Example JSON Output:
{{
"date": "2022-01-01",
"time": "14:00",
"event_title": "Lunch with friends",
"event_description": "",
"event_location": "Sushi Töölö",
"duration_in_minutes": 60
}}
- This JSON output is used to generate a calendar event that's shared with people.
- The date key can only be of the following format: "2022-01-01".
- Estimate event duration
- Only add description if it provides extra context
Current date: {random_date}
Input: EMMA museum 12:00 Friday
JSON Output:"""
stats["total"] += 1
for model_id, model_name in models.items():
response = call_gpt(model_id, prompt)
is_correct = check_response(response, random_date)
try:
response_date = datetime.strptime(response["date"], "%Y-%m-%d")

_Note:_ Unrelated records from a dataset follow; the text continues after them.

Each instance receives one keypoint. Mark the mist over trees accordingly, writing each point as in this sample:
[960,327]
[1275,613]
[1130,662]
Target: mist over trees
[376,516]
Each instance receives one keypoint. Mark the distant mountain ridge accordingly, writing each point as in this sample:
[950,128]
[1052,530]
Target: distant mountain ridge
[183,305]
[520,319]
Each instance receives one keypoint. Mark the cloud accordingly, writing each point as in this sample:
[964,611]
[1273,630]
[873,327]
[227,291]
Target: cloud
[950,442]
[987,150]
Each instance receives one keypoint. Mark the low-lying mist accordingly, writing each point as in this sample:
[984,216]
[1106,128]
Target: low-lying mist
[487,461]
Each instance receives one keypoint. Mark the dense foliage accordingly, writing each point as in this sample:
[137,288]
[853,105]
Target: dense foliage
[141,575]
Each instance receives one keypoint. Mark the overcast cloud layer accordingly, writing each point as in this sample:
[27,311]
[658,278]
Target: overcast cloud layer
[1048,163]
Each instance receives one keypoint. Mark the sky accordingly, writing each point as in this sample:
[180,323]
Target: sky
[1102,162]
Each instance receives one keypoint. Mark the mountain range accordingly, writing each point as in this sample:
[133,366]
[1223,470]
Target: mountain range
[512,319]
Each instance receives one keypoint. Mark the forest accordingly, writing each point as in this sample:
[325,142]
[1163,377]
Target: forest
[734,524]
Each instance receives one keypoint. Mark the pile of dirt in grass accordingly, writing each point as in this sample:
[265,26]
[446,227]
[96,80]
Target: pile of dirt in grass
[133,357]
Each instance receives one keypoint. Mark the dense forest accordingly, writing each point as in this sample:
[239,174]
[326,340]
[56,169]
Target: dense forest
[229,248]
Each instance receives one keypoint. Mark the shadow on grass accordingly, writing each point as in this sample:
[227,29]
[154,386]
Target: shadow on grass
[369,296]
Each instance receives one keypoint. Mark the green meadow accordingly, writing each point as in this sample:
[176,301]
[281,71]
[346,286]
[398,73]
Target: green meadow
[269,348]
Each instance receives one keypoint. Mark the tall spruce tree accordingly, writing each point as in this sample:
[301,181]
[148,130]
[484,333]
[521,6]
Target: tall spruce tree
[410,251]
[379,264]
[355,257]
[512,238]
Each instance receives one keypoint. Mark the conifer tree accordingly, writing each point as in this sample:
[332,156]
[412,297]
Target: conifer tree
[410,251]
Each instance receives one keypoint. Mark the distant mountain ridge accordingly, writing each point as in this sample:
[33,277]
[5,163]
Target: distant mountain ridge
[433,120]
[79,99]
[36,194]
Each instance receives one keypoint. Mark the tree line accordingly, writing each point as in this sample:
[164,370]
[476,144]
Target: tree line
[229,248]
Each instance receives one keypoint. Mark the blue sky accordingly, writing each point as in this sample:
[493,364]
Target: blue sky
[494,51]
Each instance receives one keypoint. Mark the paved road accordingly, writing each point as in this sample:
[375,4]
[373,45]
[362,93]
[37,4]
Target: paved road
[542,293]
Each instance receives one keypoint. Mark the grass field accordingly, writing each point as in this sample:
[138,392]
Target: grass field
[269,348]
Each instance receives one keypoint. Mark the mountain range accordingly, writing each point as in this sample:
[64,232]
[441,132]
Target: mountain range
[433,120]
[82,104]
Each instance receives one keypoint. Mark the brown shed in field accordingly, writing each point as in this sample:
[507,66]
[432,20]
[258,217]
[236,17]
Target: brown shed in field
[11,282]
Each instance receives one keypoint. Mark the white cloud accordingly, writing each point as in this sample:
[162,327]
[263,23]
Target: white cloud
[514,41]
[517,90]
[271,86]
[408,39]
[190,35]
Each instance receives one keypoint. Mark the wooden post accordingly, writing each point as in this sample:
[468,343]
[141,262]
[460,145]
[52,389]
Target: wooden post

parsed_weekday_humanized = response_date.strftime("%A")
# print(f"Week date: {response_date.weekday()}")
except Exception:
response_date = None
parsed_weekday_humanized = None
if is_correct:
stats[model_id] += 1
print(
f"- {model_name}: {is_correct} - {parsed_weekday_humanized} - {response_date}"
)
# Print stats
print("@ Stats (%s total):" % stats["total"])
for model_id, model_name in models.items():
score_percentage = stats[model_id] / stats["total"]
score_percentage = round(score_percentage * 100, 2)
print(f"@ {model_name}: {score_percentage}%")
if __name__ == "__main__":
main()
I might have celebrated too soon. I tried this again with random dates and while the results are better, they are not as accurate as I hoped:
Model | Accuracy |
---|---|
GPT-3.5-Turbo | 54.05% |
GPT-4o-Mini | 87.84% |
So we do have to give the model a little hint. If we add “Current weekdate: {random_date_weekday_humanized}” to the prompt, we get a lot better results. These results are after 100 calls.
Model | Accuracy |
---|---|
GPT-3.5-Turbo | 90.0% |
GPT-4o-Mini | 100% |
Previous Workaround for GPT-3.5 Turbo
For reference, here’s the extra prompt previously required for GPT-3.5-Turbo:
- The date key can only be of the following format: "TODAY", "TOMORROW", "MONDAY", "TUESDAY", "WEDNESDAY", "THURSDAY", "FRIDAY", "SATURDAY", "SUNDAY", "2022-01-01". Prefer exact date if it's provided in the input. Use the current year (%s).
Additional Python code was necessary to convert relative dates to actual dates, a step no longer required with GPT-4o-Mini.